BJP calls for arrest, deportation of foreign missionaries

A top official of India's Hindu nationalist Bharatiya Janata Party (BJP) has accused missionaries coming from Canada and the United States of mobilizing mass–scale conversions through fraud and force among local outcastes, calling for their arrest and deportation.

In a recent address to the media in Andhra Pradesh, S.V. Seshagiri Rao, vice–president of BJP, warned that "teams of Christian missionaries have fanned out in various tribal areas of Nalgonda district and are forcibly converting tribals to Christianity."

According to Rao, the missionaries "promised those who converted free medical treatment, homes, education and 100 rupees per day" and shared that he had information that already about 4,000 persons had converted to Christianity in 30 villages in Nalgonda and Guntur districts and a further 2,000 in Nidamanooru, Anumola and Gurrampodu in the state.

"The 68 foreigners in the area divided into several teams that are visiting villages with the help of locals for their conversion work. The matter was reported to the Nalgonda police but no action was initiated," he said.

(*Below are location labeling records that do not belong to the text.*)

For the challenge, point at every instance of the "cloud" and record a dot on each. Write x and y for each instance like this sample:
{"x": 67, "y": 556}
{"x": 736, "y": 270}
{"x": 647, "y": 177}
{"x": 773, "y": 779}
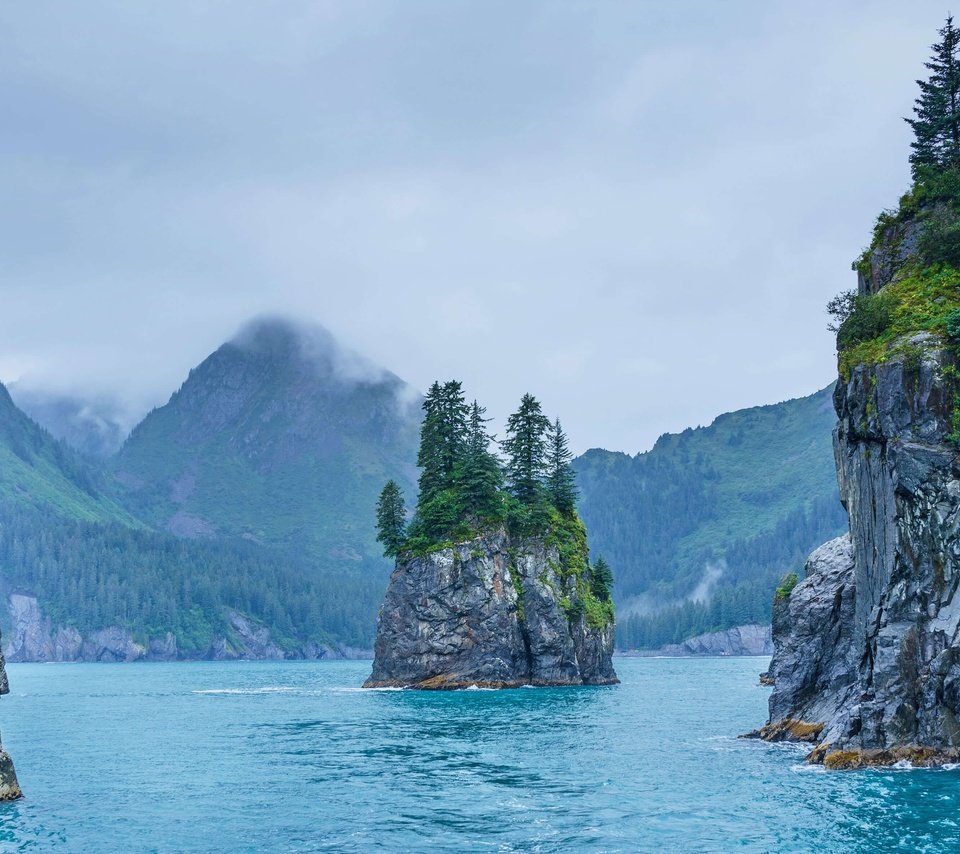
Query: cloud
{"x": 635, "y": 211}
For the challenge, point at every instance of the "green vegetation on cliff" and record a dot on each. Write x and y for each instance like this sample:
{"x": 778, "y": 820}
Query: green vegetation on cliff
{"x": 702, "y": 527}
{"x": 465, "y": 489}
{"x": 910, "y": 273}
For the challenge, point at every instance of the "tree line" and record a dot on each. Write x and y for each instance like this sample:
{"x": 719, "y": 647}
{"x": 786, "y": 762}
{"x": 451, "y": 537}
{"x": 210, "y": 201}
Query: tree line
{"x": 466, "y": 486}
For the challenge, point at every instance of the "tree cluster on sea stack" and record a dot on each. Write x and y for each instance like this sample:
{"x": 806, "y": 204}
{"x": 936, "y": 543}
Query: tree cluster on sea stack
{"x": 465, "y": 485}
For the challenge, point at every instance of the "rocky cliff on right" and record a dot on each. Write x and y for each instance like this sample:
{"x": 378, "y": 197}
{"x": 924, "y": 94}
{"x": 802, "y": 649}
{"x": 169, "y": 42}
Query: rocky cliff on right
{"x": 866, "y": 662}
{"x": 866, "y": 659}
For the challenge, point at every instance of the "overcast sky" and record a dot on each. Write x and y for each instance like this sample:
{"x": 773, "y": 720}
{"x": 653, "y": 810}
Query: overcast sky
{"x": 635, "y": 210}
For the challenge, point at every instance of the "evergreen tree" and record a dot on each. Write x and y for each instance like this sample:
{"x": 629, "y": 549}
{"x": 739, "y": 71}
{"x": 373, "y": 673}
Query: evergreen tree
{"x": 481, "y": 475}
{"x": 601, "y": 579}
{"x": 525, "y": 446}
{"x": 936, "y": 126}
{"x": 442, "y": 438}
{"x": 561, "y": 481}
{"x": 443, "y": 441}
{"x": 391, "y": 519}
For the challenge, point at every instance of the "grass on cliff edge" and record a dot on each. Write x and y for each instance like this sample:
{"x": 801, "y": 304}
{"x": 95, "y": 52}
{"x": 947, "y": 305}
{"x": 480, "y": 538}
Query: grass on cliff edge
{"x": 921, "y": 301}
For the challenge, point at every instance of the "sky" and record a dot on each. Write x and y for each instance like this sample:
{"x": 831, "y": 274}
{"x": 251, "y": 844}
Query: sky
{"x": 636, "y": 211}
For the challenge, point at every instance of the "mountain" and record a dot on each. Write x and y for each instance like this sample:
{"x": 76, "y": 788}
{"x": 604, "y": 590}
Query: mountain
{"x": 94, "y": 427}
{"x": 237, "y": 521}
{"x": 39, "y": 472}
{"x": 281, "y": 437}
{"x": 700, "y": 529}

"Official action [must be taken] by the government who should arrest and deport the missionaries instead of remaining indifferent to the problem," he urged.

On an earlier occasion, BJP national president Rajnath Singh had urged all state governments, where his party enjoyed a majority, to enact 'anti–conversion legislations' having punitive provisions that would defeat the "plans of Christian missionaries."

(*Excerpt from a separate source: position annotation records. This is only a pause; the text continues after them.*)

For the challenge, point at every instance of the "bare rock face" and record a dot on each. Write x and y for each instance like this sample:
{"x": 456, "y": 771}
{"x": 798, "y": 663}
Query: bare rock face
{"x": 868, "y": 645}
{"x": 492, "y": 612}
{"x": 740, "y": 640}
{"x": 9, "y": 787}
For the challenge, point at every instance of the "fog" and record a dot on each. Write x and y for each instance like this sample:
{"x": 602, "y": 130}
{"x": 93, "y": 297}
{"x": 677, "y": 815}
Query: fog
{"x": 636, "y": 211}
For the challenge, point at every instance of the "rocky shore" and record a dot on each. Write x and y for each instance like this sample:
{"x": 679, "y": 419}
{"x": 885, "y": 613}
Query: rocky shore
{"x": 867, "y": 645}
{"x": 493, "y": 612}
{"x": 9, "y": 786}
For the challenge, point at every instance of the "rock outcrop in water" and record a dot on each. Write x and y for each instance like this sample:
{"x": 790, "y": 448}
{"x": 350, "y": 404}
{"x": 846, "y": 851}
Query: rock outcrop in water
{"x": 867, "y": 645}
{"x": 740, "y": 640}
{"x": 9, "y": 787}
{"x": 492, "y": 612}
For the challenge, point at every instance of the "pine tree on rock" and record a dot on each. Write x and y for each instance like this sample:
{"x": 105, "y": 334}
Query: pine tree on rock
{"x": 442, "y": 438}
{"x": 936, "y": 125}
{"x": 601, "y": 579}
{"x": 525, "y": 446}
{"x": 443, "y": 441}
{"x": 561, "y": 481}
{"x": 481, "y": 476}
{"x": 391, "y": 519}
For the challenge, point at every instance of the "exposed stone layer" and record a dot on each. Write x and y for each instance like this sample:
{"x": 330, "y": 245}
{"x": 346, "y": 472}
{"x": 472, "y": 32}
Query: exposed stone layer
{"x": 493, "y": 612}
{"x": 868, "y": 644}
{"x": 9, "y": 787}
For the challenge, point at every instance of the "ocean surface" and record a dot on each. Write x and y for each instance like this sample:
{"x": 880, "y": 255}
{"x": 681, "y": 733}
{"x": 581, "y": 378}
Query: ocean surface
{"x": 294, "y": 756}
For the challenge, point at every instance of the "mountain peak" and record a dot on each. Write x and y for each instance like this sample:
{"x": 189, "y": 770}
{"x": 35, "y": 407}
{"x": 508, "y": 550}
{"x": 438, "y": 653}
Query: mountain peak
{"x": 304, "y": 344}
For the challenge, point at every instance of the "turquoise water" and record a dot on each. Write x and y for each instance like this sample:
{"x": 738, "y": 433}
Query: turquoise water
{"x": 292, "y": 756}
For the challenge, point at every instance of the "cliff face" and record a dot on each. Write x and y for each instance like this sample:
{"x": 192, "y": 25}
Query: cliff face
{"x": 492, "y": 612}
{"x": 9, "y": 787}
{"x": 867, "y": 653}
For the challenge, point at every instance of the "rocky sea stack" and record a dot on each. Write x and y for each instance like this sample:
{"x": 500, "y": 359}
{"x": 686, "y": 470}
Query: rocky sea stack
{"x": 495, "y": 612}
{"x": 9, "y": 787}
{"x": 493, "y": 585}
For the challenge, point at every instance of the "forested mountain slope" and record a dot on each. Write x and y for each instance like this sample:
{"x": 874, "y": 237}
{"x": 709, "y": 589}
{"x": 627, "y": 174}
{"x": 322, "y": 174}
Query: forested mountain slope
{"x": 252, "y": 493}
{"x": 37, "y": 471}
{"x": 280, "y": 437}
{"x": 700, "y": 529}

Anti–conversion laws are presently in force in the states of Orissa, Madhya Pradesh, Chattisgarh, and Arunachal Pradesh. Gujarat state passed a similar law in March 2003; but the law has not been enforced because the government has not yet formulated rules under the Act. Tamil Nadu was another state that enacted the anti–conversion law in October 2002. However, the state government scrapped it following the defeat of the Hindu nationalist Bharatiya Janata Party (BJP) in the 2004 Lok Sabha elections. In Rajasthan, though the State Assembly has passed the anti–conversion laws, yet, it is pending before the Governor for the assent.